Первую большую удачу принесла работа «Сон», принятая на республиканскую художественную выставку. Спрятав личико в подушку, в коротенькой рубашонке спит малыш. В гармонии розовых и сиреневатых тонов ощущается тепло и нежность матери, любование безмятежной и чистой картиной спящего ребенка. Мирошкиной особенно удаются изображения пухлого детского тела с типичными для него пропорциями, со складочками и округлостью форм, с нежной кожей. На ее полотнах маленькие герои выглядят совершенно так же, как в жизни, когда никто за ними не наблюдает. Но это не использование чужих наблюдений, а точно подмеченные автором проявления языка тела – мимики и жестов, еще не контролируемых детьми.

С тонким пониманием особенностей детской психологии художница передает индивидуальный характер своей модели в картине «Шалунья», где изображен взъерошенный воробышек с озорным взглядом. Художница отлично справляется со сложной композицией, ракурсом, пропорциями. Она не изобретает новых выразительных форм. Она просто любуется маленькой непоседой. Явно, что портрет написан с натуры, хотя заставить позировать детей крайне сложно. Сама Тамара Алексеевна так об этом писала: «Дети очень эмоциональны, непосредственны, на их лицах все ярко отражено… Писать детей трудно. Они не позируют. Надо очень много наблюдать…» [2].
Выбор жанрового мотива давал возможность Мирошкиной показывать детей в активном состоянии, выявлять их разные реакции, избегая «позирования». На ее полотнах они живут своей важной жизнью маленьких людей, у которых так много разных серьезных дел и интересов. Поражает умение художницы точно передать трудноуловимое выражение детского лица – то ласковое, то озадаченное, то сонное, то шаловливое. Вот, например, на картине «Утро» розовощекий малыш, важно восседающий в зеленом эмалированном тазу, делает какое-то свое значительное открытие, очень сосредоточенно изучая строение упругой губки. Очарованием непосредственности и беззаботности отмечена эта сцена купания. Яркий солнечный свет заливает комнату, усиливая состояние безмятежности. Но сцена эта не статичная – живость и внутреннюю динамику дополнительно придает ей фрагментарность композиции (срезаны ножки стула, и часть стола, видны только листья предполагаемой пальмы). В этом произведении художница разрабатывает и натюрмортные детали. Она стремится к лепке форм светом и тенью, к передаче оттенков цвета, к четкому рисунку. Картина воспроизводит практически фотографическую точность деталей советского быта 1950-х годов. С большой любовью написаны небрежно брошенное на стул махровое полосатое полотенце, зеленая пластмассовая мыльница на деревянном стуле,
синий эмалированный кувшин, тонкая льняная занавеска на окне. Поэзию повседневного и земного несет в себе эта картина. У Мирошкиной получился не портрет дочери, а жанровая сцена, рассказ об одном счастливом утре, маленькой идиллии материнства, выражающейся в повседневных мелочах.

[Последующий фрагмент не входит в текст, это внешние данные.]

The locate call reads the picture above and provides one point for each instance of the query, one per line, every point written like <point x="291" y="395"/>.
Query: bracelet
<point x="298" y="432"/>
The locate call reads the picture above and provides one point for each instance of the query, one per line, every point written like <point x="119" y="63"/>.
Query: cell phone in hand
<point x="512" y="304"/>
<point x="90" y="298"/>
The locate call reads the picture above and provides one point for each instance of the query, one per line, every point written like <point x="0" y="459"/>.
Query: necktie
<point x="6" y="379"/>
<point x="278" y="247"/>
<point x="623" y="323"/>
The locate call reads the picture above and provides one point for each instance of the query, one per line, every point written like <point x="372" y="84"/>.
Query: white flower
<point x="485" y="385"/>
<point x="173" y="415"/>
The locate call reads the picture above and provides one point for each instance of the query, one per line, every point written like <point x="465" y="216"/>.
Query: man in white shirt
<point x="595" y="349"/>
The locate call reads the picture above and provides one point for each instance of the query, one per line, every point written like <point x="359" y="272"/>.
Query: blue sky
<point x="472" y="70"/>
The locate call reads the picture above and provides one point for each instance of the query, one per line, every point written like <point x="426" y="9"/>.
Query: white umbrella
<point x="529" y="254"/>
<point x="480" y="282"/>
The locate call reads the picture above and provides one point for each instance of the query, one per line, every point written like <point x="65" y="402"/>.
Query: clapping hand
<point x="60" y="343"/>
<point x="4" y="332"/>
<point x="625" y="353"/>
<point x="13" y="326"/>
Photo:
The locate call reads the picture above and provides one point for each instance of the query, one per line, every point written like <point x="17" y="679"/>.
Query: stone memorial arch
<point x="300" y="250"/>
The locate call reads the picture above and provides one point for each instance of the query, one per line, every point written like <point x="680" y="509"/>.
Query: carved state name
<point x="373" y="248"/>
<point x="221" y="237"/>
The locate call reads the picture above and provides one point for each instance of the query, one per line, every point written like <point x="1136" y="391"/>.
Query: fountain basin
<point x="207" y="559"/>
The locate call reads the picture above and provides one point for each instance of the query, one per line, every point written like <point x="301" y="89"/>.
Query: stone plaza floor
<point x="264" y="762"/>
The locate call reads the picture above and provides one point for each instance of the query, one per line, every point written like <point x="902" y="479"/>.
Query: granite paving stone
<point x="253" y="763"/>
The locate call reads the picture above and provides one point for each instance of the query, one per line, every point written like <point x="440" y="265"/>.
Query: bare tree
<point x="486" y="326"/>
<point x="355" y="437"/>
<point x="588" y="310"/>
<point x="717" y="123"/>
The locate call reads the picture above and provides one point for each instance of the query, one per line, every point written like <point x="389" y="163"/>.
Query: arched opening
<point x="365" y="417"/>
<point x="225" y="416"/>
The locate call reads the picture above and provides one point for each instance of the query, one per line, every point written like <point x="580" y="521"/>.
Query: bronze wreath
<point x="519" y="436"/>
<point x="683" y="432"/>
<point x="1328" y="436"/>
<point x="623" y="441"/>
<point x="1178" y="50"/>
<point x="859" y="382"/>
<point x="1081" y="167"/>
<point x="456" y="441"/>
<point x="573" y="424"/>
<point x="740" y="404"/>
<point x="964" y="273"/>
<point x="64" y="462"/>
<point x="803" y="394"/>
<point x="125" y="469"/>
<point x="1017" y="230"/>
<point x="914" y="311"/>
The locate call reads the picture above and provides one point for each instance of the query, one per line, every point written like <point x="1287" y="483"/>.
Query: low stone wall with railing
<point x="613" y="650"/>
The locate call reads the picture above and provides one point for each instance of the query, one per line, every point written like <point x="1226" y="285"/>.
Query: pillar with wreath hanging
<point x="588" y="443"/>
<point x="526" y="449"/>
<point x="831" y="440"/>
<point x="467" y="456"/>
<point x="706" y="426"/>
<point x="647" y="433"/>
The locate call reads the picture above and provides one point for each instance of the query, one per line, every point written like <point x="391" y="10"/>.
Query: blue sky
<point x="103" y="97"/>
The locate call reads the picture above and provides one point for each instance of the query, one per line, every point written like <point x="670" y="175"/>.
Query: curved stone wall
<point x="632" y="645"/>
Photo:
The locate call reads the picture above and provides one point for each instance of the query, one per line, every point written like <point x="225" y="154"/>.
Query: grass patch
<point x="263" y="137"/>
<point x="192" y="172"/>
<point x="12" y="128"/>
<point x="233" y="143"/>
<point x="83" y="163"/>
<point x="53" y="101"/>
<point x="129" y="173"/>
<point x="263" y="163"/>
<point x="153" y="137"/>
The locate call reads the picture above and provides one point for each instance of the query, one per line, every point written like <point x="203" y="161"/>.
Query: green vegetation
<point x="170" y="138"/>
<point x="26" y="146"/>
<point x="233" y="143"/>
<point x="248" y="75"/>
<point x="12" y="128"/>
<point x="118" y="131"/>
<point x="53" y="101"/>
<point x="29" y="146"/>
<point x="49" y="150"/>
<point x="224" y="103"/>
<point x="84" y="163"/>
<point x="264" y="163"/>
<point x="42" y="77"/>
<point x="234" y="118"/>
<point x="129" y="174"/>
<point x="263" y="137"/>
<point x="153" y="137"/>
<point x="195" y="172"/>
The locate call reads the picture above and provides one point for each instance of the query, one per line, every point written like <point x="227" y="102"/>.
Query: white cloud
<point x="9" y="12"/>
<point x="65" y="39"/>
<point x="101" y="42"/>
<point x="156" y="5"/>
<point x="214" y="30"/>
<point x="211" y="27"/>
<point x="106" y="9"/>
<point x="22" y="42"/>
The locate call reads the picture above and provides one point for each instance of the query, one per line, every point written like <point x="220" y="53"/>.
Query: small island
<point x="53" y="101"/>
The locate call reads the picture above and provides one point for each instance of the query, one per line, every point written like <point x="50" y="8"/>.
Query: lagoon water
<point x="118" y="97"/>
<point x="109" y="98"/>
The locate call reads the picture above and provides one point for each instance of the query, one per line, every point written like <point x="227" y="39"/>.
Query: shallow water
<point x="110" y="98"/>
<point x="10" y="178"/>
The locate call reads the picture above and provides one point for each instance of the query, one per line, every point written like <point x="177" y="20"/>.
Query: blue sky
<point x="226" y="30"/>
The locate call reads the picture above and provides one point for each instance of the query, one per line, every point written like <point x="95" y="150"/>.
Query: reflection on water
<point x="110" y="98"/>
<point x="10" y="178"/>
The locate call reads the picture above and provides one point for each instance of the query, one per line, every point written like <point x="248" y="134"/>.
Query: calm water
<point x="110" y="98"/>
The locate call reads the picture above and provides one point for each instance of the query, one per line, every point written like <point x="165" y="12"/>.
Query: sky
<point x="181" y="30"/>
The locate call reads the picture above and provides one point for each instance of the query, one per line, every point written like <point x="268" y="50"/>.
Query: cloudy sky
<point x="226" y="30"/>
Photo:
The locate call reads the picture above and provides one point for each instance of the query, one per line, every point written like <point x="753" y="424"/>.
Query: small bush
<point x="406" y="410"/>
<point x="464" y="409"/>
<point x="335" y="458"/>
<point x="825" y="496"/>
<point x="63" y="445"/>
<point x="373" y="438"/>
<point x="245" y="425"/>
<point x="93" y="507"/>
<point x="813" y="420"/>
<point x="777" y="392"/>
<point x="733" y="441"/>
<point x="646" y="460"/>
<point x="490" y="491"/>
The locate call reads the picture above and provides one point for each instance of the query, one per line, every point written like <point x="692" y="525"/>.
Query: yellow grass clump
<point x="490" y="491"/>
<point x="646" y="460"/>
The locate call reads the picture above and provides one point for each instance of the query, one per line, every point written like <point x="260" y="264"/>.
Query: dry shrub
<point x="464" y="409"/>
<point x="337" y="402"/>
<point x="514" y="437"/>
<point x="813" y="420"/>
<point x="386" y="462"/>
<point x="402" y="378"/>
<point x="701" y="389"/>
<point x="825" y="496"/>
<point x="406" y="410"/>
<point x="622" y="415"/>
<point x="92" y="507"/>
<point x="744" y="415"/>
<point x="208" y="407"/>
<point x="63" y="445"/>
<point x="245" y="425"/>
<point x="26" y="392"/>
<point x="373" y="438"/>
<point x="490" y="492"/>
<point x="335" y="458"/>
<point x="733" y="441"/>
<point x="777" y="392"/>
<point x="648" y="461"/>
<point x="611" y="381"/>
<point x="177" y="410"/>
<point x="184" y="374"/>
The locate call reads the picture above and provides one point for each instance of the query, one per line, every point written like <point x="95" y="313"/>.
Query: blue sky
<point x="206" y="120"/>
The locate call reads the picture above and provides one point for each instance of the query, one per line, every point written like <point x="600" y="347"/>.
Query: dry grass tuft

Художницу совершенно не смущало смешение жанров – ей важно было выразить свою мысль, передать свое настроение, мироощущение, как, например, в портрете дочери «Девочка и натюрморт». Повзрослевшая – лет шести-семи ‒ Верочка в красном платье с вышитым белым воротником, тоненькая, ясная, но все с такими же блестящими озорными и доверчивыми глазами, сидит за столом. Ее юное свежее лицо светится чистой детской улыбкой. Она, видимо, только что забежала полакомиться фруктами. Из окна льется яркий солнечный свет, и образ девочки возле натюрморта из пышных цветов и сочных спелых фруктов звучит как песня о самом дорогом и близком. Интересны живописные задачи, решаемые художницей в данном холсте, где почти половина пространства отдана непосредственно натюрморту – композиции из ваз с цветами и фруктами на столе. Удивляет с какой точностью передает Мирошкина разные фактуры предметов – зеркальную поверхность полированного стола, мягкость льняной салфетки, матовость медного подноса, хрупкость фарфоровой чашки. Только стекло передано у нее несколькими разными способами – зритель почти физически может осязать тяжесть толстого резного рубинового или голубого стекла ваз или тонкость и прозрачность конфетницы с виноградом на переднем плане. И цветы… Бархатные, богатые, сочные – они просто «поют».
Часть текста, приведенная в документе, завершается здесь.